First Baptist Church in Kentwood reported about two inches inside its main building, along with an inch that crept into its Lighthouse student building.
“Pray for those flooded out of their homes, for disaster relief workers, and for those not able to get around because of roads washed out or in dangerous condition,” said Pastor Joey Miller.
Two Franklinton churches saw floodwaters affecting their facilities.
Bogue Chitto Baptist Church in Franklinton, which sits on cinder blocks, was three inches away from water coming into its building. By the time water receded, the floodwaters had washed away the ramp attached to the structure.
Pastor Pete Williams was cautiously optimistic.
“We are thankful but will have to wait and see what happens as the waters recede,” Williams said.
Bethel Baptist Church in Franklinton had a portion of its fellowship hall filled with water. College students from Michigan who were staying at the church assisted Pastor Joseph Kelley and his wife most of the night to dig a drainage ditch to alleviate more water from coming inside the church, as well as mopping up water already inside the facility.
“It took us all night, but with the Lord’s guidance and the help of students He sent, we recovered well with no real damage,” Kelley said. “Please pray that God will provide the extra funding we need to provide building materials for the people in need of home repairs. Also, please pray we can help these people quickly and adequately so they can return to their homes.
“And pray for the Southern Baptist Disaster Relief workers,” he continued. “We will be working alongside them as well.”
Colyell Baptist Church in Livingston did not see any damage from the floods but joined with others from the community on Saturday to host an outreach for those affected by the disaster.

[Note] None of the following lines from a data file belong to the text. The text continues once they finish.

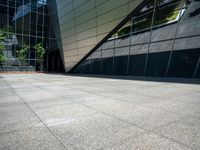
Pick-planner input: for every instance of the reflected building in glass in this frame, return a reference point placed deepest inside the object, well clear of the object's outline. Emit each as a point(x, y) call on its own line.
point(162, 39)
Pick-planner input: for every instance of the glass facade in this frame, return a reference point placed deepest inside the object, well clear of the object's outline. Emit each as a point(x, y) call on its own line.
point(25, 22)
point(161, 40)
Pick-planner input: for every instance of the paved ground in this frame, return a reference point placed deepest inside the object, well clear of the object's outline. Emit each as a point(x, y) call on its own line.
point(57, 112)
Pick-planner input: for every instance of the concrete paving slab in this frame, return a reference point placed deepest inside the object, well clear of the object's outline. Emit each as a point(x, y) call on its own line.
point(53, 111)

The city’s annual jambalaya cook-off competition was cancelled because the excessive flooding cut off access to the Colyell Community Ballpark where it is held annually, with 30 to 50 cooking teams participating.
Since the food already was purchased by the teams, the event turned into a day of providing free jambalaya for those affected by the flooding.
“It was a blessing to see our community come together and show those that are experiencing another tragic episode of flooding in our area that they are not in this alone, that their fellow community members have their back,” said Pastor Bill Holifield. “I think the most exciting part of all of this was not only meeting a great need but to see the many volunteers who heard or read about the outreach who don’t even live in the Colyell Community but wanted to be part of making a difference for others.”